Ieri Francesca Frezza, mamma di Alice, una delle neonate morte, si è presentata davanti all'Ospedale della Donna e del Bambino per protestare: "Sono qui - ha detto - perché è arrivato l'esito dell'autorevole commissione d'indagine nominata dal governatore Luca Zaia. Un esito pesante, perché conferma tutto quello a cui ho sempre pensato in questo lungo anno". "Mancanze igienico-sanitarie della terapia intensiva neonatale" ha spiegato Francesca, tenendo sempre in mostra la foto della figlia, nata nell'ospedale veronese l'11 aprile e morta al Gaslini di Genova il 18 novembre 2019, dopo un calvario causato dall'infezione da citrobacter. "Oggi chiedo, in attesa con piena fiducia che la magistratura faccia il suo corso - ha aggiunto - le dimissioni in via temporanea del dottor Paolo Biban, direttore della Pediatria a indirizzo critico e della terapia intensiva, della dottoressa Chiara Bovo, direttore sanitario dell'Azienda Ospedaliera Universitaria Integrata, del direttore generale Francesco Cobello, e del dottor Massimo Franchi, direttore del Dipertimento materno-infantile".
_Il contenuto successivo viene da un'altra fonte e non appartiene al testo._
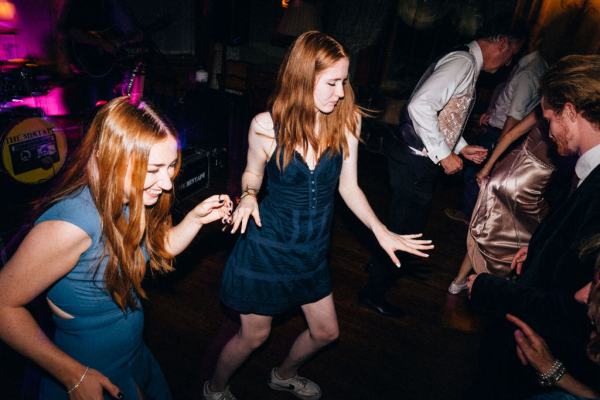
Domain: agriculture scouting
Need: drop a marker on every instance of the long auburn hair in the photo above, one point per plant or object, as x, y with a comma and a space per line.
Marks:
574, 79
591, 248
121, 136
292, 104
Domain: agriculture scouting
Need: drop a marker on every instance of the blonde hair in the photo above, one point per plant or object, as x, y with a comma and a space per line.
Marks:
576, 80
292, 104
120, 137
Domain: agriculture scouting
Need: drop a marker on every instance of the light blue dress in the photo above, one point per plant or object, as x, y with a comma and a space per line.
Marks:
100, 335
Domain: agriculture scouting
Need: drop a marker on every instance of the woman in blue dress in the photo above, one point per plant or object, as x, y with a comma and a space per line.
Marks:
105, 221
307, 145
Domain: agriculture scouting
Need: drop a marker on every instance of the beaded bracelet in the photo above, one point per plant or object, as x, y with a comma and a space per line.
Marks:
80, 380
553, 375
248, 192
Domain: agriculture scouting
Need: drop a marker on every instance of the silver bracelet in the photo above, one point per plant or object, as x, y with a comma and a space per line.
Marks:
80, 380
553, 375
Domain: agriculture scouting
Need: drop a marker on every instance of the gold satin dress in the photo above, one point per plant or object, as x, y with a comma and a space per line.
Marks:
510, 206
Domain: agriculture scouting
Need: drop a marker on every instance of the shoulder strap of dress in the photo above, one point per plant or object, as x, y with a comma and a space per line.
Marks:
274, 127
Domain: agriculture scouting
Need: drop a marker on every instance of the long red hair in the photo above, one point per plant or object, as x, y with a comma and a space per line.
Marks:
121, 136
293, 107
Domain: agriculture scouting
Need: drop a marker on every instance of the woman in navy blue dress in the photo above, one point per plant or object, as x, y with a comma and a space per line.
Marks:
89, 249
307, 145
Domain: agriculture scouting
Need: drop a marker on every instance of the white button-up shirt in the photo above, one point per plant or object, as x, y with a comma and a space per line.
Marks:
520, 93
454, 75
587, 162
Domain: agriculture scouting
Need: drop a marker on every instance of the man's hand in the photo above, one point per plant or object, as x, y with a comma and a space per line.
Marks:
477, 154
484, 119
451, 164
518, 260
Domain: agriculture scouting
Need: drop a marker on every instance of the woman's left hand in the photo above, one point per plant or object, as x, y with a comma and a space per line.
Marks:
531, 347
218, 206
392, 242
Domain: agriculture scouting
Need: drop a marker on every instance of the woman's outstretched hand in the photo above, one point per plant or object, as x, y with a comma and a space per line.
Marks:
247, 207
215, 207
392, 242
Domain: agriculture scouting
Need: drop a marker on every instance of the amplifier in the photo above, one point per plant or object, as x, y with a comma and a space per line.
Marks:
195, 172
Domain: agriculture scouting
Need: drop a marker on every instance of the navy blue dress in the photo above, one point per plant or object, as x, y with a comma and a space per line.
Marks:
285, 263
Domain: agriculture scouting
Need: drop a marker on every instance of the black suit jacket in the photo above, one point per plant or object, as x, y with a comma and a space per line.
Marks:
544, 295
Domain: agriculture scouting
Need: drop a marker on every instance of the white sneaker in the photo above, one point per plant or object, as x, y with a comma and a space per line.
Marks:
301, 387
456, 288
210, 395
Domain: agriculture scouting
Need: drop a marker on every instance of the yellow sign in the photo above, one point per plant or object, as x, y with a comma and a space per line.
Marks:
33, 150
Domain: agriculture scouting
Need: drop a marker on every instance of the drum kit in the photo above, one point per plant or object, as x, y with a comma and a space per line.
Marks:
32, 146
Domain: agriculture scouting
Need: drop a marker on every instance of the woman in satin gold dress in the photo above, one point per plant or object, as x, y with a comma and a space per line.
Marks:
510, 205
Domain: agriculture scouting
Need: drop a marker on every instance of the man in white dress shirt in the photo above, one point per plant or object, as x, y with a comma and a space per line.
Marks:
513, 100
429, 138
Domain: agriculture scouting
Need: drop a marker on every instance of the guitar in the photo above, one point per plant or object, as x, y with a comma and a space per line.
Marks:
104, 50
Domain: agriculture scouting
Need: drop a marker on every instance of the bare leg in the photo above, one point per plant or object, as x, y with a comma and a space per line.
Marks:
254, 331
465, 269
322, 330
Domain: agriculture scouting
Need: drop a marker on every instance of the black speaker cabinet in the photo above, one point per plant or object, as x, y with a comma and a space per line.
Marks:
194, 174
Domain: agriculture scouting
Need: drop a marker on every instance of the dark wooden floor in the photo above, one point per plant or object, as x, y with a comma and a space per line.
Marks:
428, 354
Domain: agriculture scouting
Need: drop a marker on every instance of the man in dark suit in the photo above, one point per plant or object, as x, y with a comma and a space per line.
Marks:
553, 269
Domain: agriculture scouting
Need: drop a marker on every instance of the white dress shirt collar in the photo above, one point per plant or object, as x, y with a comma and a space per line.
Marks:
475, 51
587, 162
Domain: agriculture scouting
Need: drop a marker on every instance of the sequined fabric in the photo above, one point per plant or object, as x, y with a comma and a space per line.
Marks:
452, 118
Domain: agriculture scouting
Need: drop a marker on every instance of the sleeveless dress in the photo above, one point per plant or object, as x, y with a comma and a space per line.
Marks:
100, 335
510, 206
285, 263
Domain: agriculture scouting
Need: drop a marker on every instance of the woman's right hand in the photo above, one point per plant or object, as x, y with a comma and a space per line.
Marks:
518, 260
93, 387
482, 176
247, 207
La donna ha detto di non accettare le spiegazioni che in questi mesi le sono state fornite. "Non meno di pochi giorni fa - ha affermato - il direttore generale Cobello ha dichiarato di essere venuto a conoscenza del citrobacter il 12 giugno, quando ha deciso la chiusura del punto nascite e lo spostamento della terapia intensiva neonatale. Ma nella cartella clinica di mia figlia, a maggio 2019 c'era scritto dell'infezione da citrobacter". E ha ricordato che "la commissione parla di 96 bambini infettati, di cui 4 deceduti e 9 resi cerebrolesi". "L'unica scelta forte e doverosa che andava fatta - ha sottolineato la donna - era di chiudere tutto subito e non aspettare due anni. La decisione di chiudere è stata presa solo il 12 giugno, quando ho dichiarato e reso pubbliche le perizie medico legali che accertavano che mia figlia è morta per il citrobacter".